Écoutez Jean Vilar
EXIL
I
Portes ouvertes sur les sables, portes ouvertes sur l’exil,
Les clés aux gens du phare, et l’astre roué vif sur la pierre du seuil :
Mon hôte, laissez-moi votre maison de verre dans les sables…
L’Eté de gypse aiguise ses fers de lance dans nos plaies,
J’élis un lieu flagrant et nul comme l’ossuaire des saisons
Et, sur toutes grèves de ce monde, l’esprit du dieu
fumant déserte sa couche d’amiante.
Les spasmes de l’éclair sont pour le ravissement des Princes en Tauride.
II
À nulles rives dédiée, à nulles pages confiée la pure amorce de ce chant…

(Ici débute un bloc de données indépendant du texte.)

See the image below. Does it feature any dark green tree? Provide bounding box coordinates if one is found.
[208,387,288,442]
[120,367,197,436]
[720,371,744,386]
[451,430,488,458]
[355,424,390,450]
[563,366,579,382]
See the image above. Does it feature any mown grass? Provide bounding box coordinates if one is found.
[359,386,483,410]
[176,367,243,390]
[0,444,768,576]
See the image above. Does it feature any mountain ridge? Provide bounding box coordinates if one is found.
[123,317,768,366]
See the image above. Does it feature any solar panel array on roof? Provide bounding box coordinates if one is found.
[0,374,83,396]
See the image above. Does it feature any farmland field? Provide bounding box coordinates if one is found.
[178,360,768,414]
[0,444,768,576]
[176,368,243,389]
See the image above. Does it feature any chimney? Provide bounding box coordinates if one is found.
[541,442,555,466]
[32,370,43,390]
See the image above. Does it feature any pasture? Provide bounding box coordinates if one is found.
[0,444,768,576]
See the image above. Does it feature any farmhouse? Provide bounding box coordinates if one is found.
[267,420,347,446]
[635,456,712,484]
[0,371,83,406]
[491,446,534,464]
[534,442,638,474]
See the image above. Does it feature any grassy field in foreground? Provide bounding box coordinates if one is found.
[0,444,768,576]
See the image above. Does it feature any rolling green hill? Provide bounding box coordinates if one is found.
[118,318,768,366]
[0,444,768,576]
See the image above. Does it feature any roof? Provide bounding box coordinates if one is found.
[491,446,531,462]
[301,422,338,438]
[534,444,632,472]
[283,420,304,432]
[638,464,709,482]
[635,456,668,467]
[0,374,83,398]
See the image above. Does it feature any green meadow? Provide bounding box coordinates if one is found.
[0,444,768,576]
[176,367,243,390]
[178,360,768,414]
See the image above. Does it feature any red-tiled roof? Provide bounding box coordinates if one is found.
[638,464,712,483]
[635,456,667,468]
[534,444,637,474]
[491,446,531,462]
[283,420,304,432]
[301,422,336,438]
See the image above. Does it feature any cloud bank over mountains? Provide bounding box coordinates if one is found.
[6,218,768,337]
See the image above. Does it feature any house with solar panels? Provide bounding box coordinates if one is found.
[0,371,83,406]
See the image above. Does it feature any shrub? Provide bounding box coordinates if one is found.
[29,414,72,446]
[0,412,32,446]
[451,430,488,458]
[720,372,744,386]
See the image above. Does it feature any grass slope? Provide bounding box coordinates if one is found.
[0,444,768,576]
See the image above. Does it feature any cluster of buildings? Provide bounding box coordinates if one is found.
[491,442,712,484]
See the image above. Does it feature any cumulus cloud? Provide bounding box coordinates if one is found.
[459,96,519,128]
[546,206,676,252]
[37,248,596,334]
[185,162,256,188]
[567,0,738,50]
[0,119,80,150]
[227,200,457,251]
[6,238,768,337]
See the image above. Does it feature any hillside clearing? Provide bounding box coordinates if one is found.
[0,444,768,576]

D'autres saisissent dans les temples la corne peinte des autels:
Ma gloire est sur les sables! ma gloire est sur les sables!...
Et ce n'est point errer, ô Pérégrin
Que de convoiter l'aire la plus nue pour assembler aux syrtes de l'exil un grand poème né de rien, un grand poème fait de rien…
Sifflez, ô frondes par le monde, chantez, ô conques sur les eaux!
J'ai fondé sur l'abîme et l'embrun et la fumée des sables. Je me coucherai dans les citernes et dans les vaisseaux creux,
En tous lieux vains et fades où gît le goût de la grandeur.
« ... Moins de souffles flattaient la famille des Jules; moins d'alliances assistaient les grandes castes de prêtrise.
« Où vont les sables à leur chant s'en vont les Princes de l'exil,
« Où furent les voiles haut tendues s'en va l'épave plus soyeuse qu'un songe de luthier,
« Où furent les grandes actions de guerre déjà blanchit la mâchoire d'âne,
« Et la mer à la ronde roule son bruit de crânes sur les grèves,
« Et que toutes choses au monde lui soient vaines, c'est ce qu'un soir, au bord du monde,nous contèrent
« Les milices du vent dans les sables d'exil… »
Sagesse de l'écume, ô pestilences de l'esprit dans la crépitation du sel et le lait de chaux vive!
Une science m'échoit aux sévices de l'âme... Le vent nous conte ses flibustes, le vent nous conte ses méprises!
Comme le Cavalier, la corde au poing, à l'entrée du désert,
J'épie au cirque le plus vaste l'élancement des signes les plus fastes.
Et le matin pour nous mène son doigt d'augure parmi de saintes écritures.
L'exil n'est point d'hier! l'exil n'est point d'hier! « Ô vestiges, ô prémisses »,
Dit l'Étranger parmi les sables, « toute chose au monde m'est nouvelle!... »
Et la naissance de son chant ne lui est pas moins étrangère.